The PBoc on Nov. 17 issued sweeping guidelines to tighten rules on asset management business, which the central bank estimates is a $9 trillion market. China’s government debt is at 46.9 percent of GDP the Bank for International Settlements shows. What is unnerving policymakers is the sharp build-up in household debt to pay for speculative assets.
Outstanding household consumer loans have surged close to 30 percent since the middle of last year and reached 30.2 trillion yuan as of October.
Outstanding yuan-denominated property loans amount to 31.1 trillion yuan and individual mortgage loans totals to 21.1 trillion yuan as of the third quarter of 2017, data from the People’s Bank of China showed. Keep in mind that is the official numbers, sans of Shadow levels. The risk is not just a Minsky moment but a serious of Minsky tremors.
What is a Minsky Moment?
- Economist Hyman Minsky explaination of the bouts of market turmoil that hit Asia in the late 1980s and then the U.S. in 2007.

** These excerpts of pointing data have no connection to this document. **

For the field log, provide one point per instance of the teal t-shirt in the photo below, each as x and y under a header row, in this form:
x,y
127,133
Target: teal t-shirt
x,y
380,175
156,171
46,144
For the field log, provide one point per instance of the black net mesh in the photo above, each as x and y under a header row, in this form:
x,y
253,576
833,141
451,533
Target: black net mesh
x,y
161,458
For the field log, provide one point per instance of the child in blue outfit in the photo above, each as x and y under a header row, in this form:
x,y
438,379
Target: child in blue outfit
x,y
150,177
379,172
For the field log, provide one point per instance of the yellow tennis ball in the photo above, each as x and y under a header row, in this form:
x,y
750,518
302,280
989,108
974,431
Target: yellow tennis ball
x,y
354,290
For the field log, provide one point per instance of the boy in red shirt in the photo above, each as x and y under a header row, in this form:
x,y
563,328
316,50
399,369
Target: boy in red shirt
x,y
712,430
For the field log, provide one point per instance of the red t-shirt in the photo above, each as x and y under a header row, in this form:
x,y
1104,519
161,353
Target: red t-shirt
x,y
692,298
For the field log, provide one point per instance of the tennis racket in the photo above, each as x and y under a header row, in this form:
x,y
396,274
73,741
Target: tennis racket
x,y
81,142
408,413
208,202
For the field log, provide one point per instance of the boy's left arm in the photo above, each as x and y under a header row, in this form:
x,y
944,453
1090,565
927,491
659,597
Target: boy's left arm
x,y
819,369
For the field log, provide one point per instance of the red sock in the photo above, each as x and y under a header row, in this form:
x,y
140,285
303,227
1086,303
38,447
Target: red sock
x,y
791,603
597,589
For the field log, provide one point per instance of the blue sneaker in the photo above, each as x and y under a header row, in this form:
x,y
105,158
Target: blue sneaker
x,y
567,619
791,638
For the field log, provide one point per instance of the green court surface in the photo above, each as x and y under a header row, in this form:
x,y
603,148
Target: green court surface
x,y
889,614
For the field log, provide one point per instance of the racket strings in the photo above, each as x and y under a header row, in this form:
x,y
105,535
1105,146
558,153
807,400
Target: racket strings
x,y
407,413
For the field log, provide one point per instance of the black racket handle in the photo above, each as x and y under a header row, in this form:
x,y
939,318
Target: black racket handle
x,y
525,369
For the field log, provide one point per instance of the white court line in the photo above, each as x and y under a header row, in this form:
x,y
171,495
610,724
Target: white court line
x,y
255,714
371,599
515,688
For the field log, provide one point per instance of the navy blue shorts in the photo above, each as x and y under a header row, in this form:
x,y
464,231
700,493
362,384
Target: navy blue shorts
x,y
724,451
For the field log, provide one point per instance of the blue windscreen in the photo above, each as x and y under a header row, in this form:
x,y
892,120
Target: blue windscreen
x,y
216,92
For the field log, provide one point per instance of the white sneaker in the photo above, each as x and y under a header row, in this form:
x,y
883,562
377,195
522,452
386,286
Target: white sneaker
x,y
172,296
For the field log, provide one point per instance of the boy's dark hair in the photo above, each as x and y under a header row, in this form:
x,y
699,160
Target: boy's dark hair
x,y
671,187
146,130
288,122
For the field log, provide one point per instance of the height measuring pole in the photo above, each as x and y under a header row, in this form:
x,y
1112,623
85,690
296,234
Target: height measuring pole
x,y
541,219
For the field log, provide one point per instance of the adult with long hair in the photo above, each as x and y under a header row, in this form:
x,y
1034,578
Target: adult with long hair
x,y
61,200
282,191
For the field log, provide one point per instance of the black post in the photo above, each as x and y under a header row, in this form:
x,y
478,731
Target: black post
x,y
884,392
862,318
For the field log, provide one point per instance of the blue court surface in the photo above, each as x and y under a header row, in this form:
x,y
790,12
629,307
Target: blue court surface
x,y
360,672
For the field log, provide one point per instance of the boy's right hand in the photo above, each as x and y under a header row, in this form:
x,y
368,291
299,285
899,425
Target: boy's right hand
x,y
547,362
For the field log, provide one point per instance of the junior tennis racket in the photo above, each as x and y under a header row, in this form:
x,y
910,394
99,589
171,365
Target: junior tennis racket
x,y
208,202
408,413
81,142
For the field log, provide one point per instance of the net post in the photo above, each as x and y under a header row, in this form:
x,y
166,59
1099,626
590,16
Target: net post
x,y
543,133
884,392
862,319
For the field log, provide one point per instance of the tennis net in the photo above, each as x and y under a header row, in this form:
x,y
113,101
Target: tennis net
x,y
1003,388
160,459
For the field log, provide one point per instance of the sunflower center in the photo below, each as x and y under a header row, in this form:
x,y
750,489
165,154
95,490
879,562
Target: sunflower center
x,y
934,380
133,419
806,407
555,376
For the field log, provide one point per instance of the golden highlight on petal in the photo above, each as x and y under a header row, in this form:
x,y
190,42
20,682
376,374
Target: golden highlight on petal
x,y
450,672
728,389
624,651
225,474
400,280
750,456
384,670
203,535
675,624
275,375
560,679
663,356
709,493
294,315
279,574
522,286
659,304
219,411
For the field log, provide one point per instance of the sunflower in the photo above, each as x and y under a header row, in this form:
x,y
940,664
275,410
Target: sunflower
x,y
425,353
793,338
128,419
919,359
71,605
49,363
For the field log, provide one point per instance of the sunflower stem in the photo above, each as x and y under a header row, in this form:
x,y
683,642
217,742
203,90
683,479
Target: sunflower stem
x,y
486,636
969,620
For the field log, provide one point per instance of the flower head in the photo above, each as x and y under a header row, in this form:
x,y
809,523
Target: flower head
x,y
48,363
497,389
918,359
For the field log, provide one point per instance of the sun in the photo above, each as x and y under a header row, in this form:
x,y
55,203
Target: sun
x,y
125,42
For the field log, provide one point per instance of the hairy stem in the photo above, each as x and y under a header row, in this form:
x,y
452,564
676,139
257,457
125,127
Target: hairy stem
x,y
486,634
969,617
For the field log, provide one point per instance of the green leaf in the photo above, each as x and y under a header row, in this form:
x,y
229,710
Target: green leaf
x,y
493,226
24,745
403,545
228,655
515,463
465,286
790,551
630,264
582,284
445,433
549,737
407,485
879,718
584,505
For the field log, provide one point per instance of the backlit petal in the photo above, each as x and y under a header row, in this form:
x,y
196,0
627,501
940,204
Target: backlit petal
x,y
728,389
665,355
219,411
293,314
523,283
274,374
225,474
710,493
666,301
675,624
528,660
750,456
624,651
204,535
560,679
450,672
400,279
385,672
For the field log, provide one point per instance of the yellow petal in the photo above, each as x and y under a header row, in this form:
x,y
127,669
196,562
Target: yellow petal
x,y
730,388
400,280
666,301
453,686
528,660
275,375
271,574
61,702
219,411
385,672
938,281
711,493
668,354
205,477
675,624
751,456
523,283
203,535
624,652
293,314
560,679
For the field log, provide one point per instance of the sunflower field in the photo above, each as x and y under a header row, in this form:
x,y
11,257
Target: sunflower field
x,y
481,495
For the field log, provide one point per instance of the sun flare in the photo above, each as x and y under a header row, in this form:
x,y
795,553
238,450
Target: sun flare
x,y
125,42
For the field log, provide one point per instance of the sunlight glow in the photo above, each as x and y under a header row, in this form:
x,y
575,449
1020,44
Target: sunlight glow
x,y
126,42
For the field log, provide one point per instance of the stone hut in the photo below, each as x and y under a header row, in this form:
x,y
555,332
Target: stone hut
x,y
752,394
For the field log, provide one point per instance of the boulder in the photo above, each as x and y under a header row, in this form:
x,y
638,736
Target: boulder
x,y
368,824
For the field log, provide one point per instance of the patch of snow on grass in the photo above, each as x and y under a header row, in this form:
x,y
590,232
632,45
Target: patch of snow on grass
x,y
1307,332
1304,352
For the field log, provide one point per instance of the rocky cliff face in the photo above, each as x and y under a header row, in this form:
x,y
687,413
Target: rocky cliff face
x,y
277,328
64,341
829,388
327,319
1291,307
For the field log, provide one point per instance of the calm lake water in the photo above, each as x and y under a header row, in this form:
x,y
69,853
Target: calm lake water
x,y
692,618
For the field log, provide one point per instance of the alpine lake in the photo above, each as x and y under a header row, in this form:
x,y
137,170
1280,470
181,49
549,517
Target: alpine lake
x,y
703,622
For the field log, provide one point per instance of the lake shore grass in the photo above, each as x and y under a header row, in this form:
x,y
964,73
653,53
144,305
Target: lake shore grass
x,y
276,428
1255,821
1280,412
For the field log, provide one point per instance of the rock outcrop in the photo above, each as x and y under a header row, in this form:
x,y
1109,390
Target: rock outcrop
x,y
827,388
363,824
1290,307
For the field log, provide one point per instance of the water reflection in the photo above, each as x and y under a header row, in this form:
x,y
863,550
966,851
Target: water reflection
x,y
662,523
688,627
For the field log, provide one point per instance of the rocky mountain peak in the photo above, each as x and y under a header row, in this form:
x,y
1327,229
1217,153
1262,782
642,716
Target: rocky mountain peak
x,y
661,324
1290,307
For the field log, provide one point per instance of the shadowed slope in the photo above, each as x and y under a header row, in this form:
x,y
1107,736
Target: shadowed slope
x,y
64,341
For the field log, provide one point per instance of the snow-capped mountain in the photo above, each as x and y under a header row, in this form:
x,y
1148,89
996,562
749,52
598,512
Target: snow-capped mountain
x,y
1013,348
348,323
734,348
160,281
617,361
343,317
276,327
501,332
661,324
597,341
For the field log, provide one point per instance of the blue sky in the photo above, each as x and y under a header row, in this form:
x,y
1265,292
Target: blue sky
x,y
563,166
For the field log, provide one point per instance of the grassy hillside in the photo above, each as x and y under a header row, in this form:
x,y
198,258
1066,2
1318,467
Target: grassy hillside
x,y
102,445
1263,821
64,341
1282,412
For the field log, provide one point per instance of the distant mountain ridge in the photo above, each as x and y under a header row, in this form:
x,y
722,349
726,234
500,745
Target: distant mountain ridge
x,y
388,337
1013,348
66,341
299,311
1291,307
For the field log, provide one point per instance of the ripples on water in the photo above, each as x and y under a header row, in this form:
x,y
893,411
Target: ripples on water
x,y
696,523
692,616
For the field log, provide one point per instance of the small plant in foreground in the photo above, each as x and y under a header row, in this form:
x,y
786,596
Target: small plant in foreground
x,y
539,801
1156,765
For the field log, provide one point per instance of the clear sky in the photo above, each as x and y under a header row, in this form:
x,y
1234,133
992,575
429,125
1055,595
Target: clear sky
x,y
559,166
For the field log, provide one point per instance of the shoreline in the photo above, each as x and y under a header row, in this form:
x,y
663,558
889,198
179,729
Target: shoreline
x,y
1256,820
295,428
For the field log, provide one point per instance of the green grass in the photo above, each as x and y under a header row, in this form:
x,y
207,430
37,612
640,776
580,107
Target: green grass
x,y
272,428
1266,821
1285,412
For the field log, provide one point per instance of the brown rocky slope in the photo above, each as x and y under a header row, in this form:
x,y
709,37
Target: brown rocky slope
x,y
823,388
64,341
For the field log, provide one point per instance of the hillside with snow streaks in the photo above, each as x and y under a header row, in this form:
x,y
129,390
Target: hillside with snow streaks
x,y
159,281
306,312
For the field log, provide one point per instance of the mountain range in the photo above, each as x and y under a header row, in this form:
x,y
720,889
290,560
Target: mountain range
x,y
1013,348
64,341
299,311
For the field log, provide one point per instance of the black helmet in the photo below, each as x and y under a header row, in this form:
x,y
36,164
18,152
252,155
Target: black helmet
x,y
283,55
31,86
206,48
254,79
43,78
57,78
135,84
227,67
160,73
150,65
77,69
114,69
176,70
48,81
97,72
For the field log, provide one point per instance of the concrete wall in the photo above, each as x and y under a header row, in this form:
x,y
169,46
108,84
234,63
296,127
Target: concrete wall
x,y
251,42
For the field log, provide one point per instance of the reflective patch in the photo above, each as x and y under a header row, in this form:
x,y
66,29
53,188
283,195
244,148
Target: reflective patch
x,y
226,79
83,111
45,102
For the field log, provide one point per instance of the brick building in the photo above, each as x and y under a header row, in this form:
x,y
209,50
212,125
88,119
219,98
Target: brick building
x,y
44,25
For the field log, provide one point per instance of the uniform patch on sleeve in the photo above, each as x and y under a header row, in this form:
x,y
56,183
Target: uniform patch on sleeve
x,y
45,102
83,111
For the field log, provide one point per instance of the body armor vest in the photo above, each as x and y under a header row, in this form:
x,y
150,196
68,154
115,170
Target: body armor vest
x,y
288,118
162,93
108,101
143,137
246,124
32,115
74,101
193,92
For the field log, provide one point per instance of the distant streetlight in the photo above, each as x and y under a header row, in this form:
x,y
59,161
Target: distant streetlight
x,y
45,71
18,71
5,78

- “Minsky Moment” is a collapse in market values following the exhaustion of a credit expansion. Debt can only build up in times of economic growth for so long before a correction Minsky theorised.
- People’s Bank of China Governor Zhou Xiaochuan warned against a sudden slide in optimism that could trigger such a jolting collapse in asset prices. (since then we have seen even more verticle rises in asset prices.)